A estreia fê-la a 30 de Agosto, num particular contra o Vasco da Gama em que marcou os dois golos da vitória leonina (2-1). Quatro dias depois estava ao lado de Manuel Fernandes – com quem veio a fazer uma dupla formidável – na abertura do campeonato, contra o Benfica. Mesmo ganhando menos – só dois dos seus seis títulos nacionais foram de leão ao peito – foi no Sporting que Jordão teve mais relevância. Apesar das lesões, que pareciam não o deixar. A 12 de Fevereiro de 1978 uma entrada do benfiquista Alberto fracturou-lhe tíbia e perónio da perna direita, afastando-o até Setembro. Regressou, mas por pouco tempo: ao segundo jogo, um choque com o então famalicense José Eduardo – um dos poucos amigos que guardou do futebol – provocou-lhe nova fractura do perónio, uma rotura dos ligamentos do tornozelo e mais cinco meses de fora.
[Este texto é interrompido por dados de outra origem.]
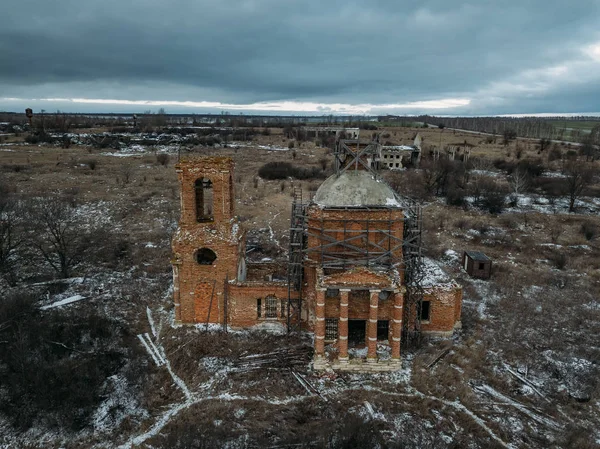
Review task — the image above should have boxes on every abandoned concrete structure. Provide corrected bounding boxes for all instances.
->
[379,134,422,170]
[172,140,462,371]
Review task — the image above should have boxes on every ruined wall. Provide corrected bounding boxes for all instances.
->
[227,282,288,327]
[307,205,404,266]
[421,287,462,335]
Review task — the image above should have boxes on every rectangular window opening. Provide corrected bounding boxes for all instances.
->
[419,301,431,321]
[325,318,338,341]
[377,320,390,341]
[265,296,277,318]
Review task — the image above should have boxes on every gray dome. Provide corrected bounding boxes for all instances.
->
[313,170,400,207]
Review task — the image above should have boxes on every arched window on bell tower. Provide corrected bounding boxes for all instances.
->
[194,178,214,223]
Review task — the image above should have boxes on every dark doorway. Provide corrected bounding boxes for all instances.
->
[377,320,390,341]
[348,320,367,347]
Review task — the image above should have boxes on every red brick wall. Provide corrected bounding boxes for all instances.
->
[175,157,235,225]
[227,282,288,327]
[172,157,244,323]
[308,205,404,265]
[421,287,462,332]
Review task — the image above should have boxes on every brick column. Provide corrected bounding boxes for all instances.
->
[390,291,403,361]
[172,261,181,324]
[338,289,350,363]
[315,290,325,359]
[367,290,381,363]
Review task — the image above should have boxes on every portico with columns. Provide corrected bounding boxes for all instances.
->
[314,267,404,371]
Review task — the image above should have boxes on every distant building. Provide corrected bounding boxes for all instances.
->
[380,134,421,170]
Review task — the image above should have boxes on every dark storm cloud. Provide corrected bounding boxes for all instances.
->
[0,0,600,113]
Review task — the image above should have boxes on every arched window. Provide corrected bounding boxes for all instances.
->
[194,178,213,222]
[196,248,217,265]
[265,295,277,318]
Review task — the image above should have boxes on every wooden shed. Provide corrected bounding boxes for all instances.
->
[462,251,492,279]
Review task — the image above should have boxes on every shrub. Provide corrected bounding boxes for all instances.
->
[446,187,467,207]
[548,251,568,270]
[477,181,506,214]
[258,162,325,180]
[581,221,598,240]
[548,146,562,162]
[0,294,132,431]
[156,153,169,166]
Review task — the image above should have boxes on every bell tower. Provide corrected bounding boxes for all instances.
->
[171,157,245,324]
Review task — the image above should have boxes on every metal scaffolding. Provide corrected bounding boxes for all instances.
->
[288,140,424,343]
[287,186,306,332]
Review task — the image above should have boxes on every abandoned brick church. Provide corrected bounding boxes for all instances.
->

Por tudo isso, só na época seguinte é que Jordão deu razão aos dirigentes que o resgataram: foi pela segunda vez melhor marcador do campeonato, com 31 golos, ajuda decisiva para que o Sporting se sagrasse campeão. A ilustrar a proeza ficaram cinco golos num só jogo, um Sporting-Rio Ave que os leões ganharam por 5-0 – Jordão só fez mais um “penta”, face ao mesmo adversário, em 1982.

Foi com esse título que Jordão renasceu para o futebol. Em Agosto de 1979, com 27 anos, só tinha sido 13 vezes internacional. A partir daí tornou-se peça chave na equipa que haveria de assegurar um lugar no Europeu’84. Foi de Jordão, gélido marcador de penaltis, o golo que valeu o apuramento, marcado dos onze metros a Dassaev, como foram de Jordão os dois tentos que deixaram Portugal em vantagem (2-1) na meia-final, contra a França, antes de Domergue e Platini acabarem com o sonho lusitano. Findo o Europeu, contudo, com a chegada de John Toshack ao Sporting, Jordão foi perdendo espaço na equipa: fez oito golos com o galês e apenas três na primeira época de Manuel José. Já não esteve no Mundial’86 e, nesse Verão pôs ponto final na carreira. Foi por isso para espanto geral que, um ano depois, o inglês Malcolm Allison (treinador no último título de Jordão, em 1982) o convenceu a regressar.

Em Setúbal, ao lado de outros veteranos com quem fora campeão em Alvalade, como Meszaros, Eurico, Zezinho e Manuel Fernandes, Jordão ainda fez duas épocas, a última premiada com onze golos e um regresso à selecção, para mais três partidas. Tornou-se o segundo jogador com maior distância temporal entre a primeira e a última internacionalização: da estreia, frente a Chipre, à despedida, face à Grécia, distaram 16 anos e 10 meses. Em Junho de 1989, pela segunda vez, acabou a carreira de jogador e cortou a ligação à bola. Preocupou-se a partir daí com a formação nas artes plásticas, sendo hoje um mais do que razoável pintor e escultor.